Il grado di civiltà di una società si misura da come tratta gli animali, ma nelle nostre città troppo spesso la crudeltà e l’indifferenza consumano vite innocenti nel silenzio generale. Voltarsi dall’altra parte di fronte al dolore di un essere vivente significa rendersi complici. È tempo che la legalità e l’empatia tornino a prevalere su usanze barbare e pratiche di detenzione che nulla hanno a che fare con il rispetto della vita.
L’ultimo straziante grido d’aiuto arriva da Scampia, precisamente da via Monte Rosa, grazie alla coraggiosa e dettagliata denuncia di una volontaria del territorio che ha documentato una situazione agghiacciante tramite foto e video. Nello spazio esterno di una villetta che affaccia sulla pubblica via, una cagnolina di razza pitbull vive da ben dieci anni una condanna ingiusta: costantemente legata a una catena corta di appena mezzo metro, presumibilmente priva di microchip e condannata a un isolamento sociale totale, confinata in un’area della casa non vissuta dai proprietari. Un pianto continuo e straziante che va avanti nell’indifferenza di chi passa ogni giorno. Una condotta che, secondo le testimonianze, i proprietari avrebbero già adottato in passato con un altro cane, perpetuando un sistema di maltrattamento sistematico.

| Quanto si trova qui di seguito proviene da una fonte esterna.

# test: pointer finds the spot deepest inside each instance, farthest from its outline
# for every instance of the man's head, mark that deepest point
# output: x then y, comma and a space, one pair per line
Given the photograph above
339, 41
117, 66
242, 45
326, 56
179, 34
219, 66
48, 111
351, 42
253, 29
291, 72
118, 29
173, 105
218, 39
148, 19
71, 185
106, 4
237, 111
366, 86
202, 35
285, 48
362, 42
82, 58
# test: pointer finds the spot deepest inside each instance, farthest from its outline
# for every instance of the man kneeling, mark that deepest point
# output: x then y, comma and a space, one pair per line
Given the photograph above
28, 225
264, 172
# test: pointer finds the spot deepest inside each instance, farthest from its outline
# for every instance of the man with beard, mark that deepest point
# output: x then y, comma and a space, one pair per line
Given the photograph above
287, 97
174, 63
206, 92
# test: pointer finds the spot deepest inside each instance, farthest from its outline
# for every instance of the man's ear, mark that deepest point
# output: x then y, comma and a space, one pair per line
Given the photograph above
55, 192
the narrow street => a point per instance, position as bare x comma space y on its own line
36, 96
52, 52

“Una barbarie intollerabile che deve finire immediatamente”, dichiara il deputato Francesco Emilio Borrelli (Alleanza Verdi-Sinistra). “Siamo davanti a una vera e propria tortura perpetrata per un decennio. Ricordiamo con forza che in Campania esiste una legge regionale che vieta tassativamente l’utilizzo delle catene per gli animali d’affezione, una norma di civiltà che ho voluto e fatto approvare in prima persona quando ero consigliere regionale. Faremo valere quella legge senza sconti. Abbiamo già attivato i canali istituzionali e le autorità competenti per far scattare un blitz urgente, liberare questa creatura e assicurarne il sequestro. Ringrazio la volontaria per non essersi girata dall’altra parte: le garantiremo la massima riservatezza e l’anonimato, e siamo già d’accordo per affidare la cagnolina a una struttura idonea e protetta, lontano da quella villetta degli orrori, per iniziare finalmente la sua nuova vita”.